2nd Quarter 2016 Summary

Buckle Up: Markets Poised for More Volatility

It is no secret that the markets have been on a wild ride year to date and particularly following Britain’s vote to exit the European Union. In our previously released mid quarter commentary, we addressed the “Brexit” issue and shared our opinion as to what impact this would have on the markets. At the time of the release of that commentary, the S&P 500 index had just suffered two of its worst single-day losses of the year. If you recall, we identified the Brexit as “one event in a series of constant and ongoing global economic events and no reason to panic.” Though we were right in our observation of the direct impact of this event, we were surprised to see the S&P 500 immediately reverse course and generate two of its largest single-day gains year to date within the proceeding 5 days of trading. This speaks to the volatility that is currently present in the market and why we believe volatility will continue to be a theme for the markets the rest of the year. We have identified a few of the likely causes below:

  • Brexit fallout: The market’s fixation on the Brexit isn’t likely to end now that the vote has passed.

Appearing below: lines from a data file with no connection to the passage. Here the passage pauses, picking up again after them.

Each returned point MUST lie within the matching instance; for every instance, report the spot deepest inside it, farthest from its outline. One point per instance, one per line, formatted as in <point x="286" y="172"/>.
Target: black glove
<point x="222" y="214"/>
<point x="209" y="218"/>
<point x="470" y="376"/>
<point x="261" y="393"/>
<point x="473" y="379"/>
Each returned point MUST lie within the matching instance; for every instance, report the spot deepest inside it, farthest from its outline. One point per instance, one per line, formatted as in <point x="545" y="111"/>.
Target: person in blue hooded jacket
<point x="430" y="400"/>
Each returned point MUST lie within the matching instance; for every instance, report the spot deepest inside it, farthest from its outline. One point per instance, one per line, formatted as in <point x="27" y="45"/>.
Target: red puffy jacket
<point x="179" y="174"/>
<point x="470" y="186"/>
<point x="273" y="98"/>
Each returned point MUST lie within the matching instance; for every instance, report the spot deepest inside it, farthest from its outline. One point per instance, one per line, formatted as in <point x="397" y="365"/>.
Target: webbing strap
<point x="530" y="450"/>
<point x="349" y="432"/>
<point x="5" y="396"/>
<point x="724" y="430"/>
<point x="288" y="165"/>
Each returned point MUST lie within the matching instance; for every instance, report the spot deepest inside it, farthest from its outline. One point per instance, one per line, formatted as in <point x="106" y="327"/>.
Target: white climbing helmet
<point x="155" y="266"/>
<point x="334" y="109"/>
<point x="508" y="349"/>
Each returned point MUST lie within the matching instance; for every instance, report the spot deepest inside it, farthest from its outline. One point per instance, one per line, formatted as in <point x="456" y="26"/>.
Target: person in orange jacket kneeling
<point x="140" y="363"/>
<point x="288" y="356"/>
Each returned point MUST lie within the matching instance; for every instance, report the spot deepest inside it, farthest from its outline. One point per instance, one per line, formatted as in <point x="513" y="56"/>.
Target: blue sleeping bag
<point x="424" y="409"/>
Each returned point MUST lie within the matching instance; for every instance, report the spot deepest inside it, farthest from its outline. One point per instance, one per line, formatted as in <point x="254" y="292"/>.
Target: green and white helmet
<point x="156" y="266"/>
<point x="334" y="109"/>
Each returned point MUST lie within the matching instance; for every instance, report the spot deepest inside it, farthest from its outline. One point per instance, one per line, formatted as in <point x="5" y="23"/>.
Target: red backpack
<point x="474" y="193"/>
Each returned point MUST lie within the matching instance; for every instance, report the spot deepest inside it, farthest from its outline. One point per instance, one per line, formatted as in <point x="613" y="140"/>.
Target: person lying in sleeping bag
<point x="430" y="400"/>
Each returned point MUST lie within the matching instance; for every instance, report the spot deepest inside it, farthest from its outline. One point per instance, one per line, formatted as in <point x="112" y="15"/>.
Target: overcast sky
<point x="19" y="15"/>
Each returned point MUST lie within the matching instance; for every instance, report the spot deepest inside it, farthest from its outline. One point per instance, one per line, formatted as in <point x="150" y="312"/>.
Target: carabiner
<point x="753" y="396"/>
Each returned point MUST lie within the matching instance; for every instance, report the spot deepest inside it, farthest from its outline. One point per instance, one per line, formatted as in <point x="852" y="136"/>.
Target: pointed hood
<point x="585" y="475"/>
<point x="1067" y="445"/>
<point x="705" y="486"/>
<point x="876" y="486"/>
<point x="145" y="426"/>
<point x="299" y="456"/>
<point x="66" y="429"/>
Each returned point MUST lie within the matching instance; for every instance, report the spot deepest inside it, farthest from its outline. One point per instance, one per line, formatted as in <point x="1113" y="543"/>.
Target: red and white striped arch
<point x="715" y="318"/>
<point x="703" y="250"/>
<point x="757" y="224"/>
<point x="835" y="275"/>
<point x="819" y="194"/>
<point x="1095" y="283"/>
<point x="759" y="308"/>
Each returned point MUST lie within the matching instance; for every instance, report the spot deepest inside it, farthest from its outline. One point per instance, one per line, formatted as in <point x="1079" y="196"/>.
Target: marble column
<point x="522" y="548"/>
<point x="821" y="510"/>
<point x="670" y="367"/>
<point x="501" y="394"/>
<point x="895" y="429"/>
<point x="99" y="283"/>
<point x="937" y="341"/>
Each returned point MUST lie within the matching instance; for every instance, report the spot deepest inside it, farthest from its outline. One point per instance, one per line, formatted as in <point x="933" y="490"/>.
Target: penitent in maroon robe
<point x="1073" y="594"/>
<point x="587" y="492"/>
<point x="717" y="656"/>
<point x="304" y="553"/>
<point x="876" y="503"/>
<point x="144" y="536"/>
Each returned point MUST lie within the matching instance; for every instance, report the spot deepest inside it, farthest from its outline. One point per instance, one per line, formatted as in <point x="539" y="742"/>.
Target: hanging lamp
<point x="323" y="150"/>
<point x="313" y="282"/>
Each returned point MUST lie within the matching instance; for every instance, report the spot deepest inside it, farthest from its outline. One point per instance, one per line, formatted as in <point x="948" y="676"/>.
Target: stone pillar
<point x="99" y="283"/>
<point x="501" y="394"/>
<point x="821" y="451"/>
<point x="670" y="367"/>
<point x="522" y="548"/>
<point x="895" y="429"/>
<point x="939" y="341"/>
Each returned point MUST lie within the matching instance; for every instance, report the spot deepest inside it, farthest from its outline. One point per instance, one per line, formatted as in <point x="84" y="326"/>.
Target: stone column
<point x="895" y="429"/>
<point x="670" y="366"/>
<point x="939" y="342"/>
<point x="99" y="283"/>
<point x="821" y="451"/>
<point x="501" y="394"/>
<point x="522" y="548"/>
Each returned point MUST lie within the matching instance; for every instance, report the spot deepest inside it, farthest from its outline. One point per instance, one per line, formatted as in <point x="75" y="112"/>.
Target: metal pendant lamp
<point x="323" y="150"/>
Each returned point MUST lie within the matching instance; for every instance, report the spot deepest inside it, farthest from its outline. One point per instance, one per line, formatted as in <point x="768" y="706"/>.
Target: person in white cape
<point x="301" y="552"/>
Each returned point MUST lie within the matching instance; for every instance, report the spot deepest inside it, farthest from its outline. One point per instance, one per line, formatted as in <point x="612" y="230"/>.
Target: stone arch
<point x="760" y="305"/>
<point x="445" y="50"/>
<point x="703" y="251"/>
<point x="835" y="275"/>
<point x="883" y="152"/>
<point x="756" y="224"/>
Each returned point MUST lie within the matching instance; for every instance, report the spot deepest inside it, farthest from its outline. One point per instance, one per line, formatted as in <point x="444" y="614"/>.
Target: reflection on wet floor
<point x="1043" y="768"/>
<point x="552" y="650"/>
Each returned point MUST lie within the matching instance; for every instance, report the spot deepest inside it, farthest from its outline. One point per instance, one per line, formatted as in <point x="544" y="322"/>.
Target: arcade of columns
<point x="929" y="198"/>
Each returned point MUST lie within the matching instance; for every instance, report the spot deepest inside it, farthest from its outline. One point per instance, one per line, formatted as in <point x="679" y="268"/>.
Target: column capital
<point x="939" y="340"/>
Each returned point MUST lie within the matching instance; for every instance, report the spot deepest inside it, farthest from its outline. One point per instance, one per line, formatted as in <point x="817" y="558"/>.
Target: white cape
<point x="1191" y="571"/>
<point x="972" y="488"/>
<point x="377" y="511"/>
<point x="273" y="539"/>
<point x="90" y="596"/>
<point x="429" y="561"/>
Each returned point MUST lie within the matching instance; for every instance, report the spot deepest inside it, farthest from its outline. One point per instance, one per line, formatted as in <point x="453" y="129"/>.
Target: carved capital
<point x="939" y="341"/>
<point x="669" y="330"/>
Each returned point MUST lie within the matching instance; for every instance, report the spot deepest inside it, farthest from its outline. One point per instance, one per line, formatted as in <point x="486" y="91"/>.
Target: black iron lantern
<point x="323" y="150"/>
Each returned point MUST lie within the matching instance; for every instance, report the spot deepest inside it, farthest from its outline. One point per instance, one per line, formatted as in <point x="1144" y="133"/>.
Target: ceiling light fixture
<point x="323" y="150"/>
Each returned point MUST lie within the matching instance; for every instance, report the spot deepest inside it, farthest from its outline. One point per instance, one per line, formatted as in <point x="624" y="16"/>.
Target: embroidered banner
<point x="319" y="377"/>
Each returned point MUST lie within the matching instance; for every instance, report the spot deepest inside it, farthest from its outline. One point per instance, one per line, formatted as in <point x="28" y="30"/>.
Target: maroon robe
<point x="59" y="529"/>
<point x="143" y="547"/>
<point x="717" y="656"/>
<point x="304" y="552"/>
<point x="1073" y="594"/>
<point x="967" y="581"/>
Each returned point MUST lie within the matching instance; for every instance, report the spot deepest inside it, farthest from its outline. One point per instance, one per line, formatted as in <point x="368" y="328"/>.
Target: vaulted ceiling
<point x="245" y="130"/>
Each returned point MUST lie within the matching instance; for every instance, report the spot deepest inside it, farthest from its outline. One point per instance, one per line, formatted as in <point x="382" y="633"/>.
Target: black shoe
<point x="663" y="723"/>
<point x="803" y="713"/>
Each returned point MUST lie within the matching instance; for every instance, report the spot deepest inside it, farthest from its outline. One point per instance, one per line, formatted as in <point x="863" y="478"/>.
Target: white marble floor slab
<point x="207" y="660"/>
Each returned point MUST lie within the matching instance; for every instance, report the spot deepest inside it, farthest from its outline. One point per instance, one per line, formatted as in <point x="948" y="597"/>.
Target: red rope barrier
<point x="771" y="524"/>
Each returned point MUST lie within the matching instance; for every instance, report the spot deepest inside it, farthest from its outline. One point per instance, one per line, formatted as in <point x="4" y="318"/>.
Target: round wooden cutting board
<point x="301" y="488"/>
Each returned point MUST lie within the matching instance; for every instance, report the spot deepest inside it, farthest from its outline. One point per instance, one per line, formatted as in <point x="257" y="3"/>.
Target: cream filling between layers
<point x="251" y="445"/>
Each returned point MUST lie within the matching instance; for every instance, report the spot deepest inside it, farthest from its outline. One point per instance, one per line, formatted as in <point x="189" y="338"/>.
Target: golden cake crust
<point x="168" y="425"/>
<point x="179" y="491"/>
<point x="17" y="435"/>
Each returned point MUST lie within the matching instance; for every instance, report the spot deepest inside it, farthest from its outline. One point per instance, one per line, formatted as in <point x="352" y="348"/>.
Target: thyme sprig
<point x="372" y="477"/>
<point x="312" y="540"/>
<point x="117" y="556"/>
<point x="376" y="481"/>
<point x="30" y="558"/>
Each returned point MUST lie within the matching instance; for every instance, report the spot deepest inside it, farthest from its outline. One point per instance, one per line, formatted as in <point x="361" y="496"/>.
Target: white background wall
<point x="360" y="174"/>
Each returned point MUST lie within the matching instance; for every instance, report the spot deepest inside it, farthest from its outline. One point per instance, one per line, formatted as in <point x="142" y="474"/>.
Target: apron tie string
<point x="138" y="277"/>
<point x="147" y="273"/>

Britain still needs to negotiate its withdrawal from the European Union (EU) and it is expected this could take up to a minimum of 2 years. The bigger question remains how the Brexit will affect the European and British economies and their political landscape. Markets could be volatile if Europe shows signs of falling into recession, or if movements to leave the EU gain momentum in other countries.
  • U.S. Elections: This year’s U.S. presidential election pits two relatively unpopular presidential candidates against each other, and political divisions are deep. “Typically the market doesn’t pay a lot of attention to elections until the fall, but this is anything but a typical election year,” says Liz Ann Sonders, Senior Vice President and Chief Investment Strategist at Charles Schwab. “We expect some increased election-related volatility, with rhetoric and passions running high.”
  • Corporate Earnings: U.S. Corporate earnings have been shrinking for three straight quarters. Stocks have held their ground because companies have lowered earnings expectations before announcing their results-and then beaten those lowered expectations. That trend can’t last forever. “Investor patience will wear thin if earnings growth doesn’t move into positive territory,” Liz Ann says. She warns that a stronger dollar, which makes U.S. goods more expensive abroad and foreign earnings less valuable once repatriated, could be a challenge for many U.S. businesses in the coming months.
  • Central Bank Policies: The Brexit could be another reason for the Federal Reserve to hold off on raising interest rates anytime soon, but we think a rate cut is very unlikely. That doesn’t stop other central banks from taking actions to stimulate their economies or stabilize their currencies. Expect volatility if those central bank actions fall short of market expectations.

If volatility persists, how should you respond?

If markets continue to gyrate, don’t panic. Market fluctuations are a part of investing that you need to accept to reach your longer-term investment goals. Volatility can also be a good friend of long term investors as it can present attractive buying opportunities. That being said, volatile markets can be a good time to get reacquainted with your goals and determine if your goals and objectives have changed. If we haven’t done so recently, we encourage you to schedule a time to meet with our team to review your current portfolio and financial goal plan to ensure the two are in tune.

We continue to appreciate the opportunity to serve you and those most important to you. Again, we thank you for the valued partnerships we have with each and every one of you and look forward to continuing to provide the professional assistance you need and desire during these volatile times.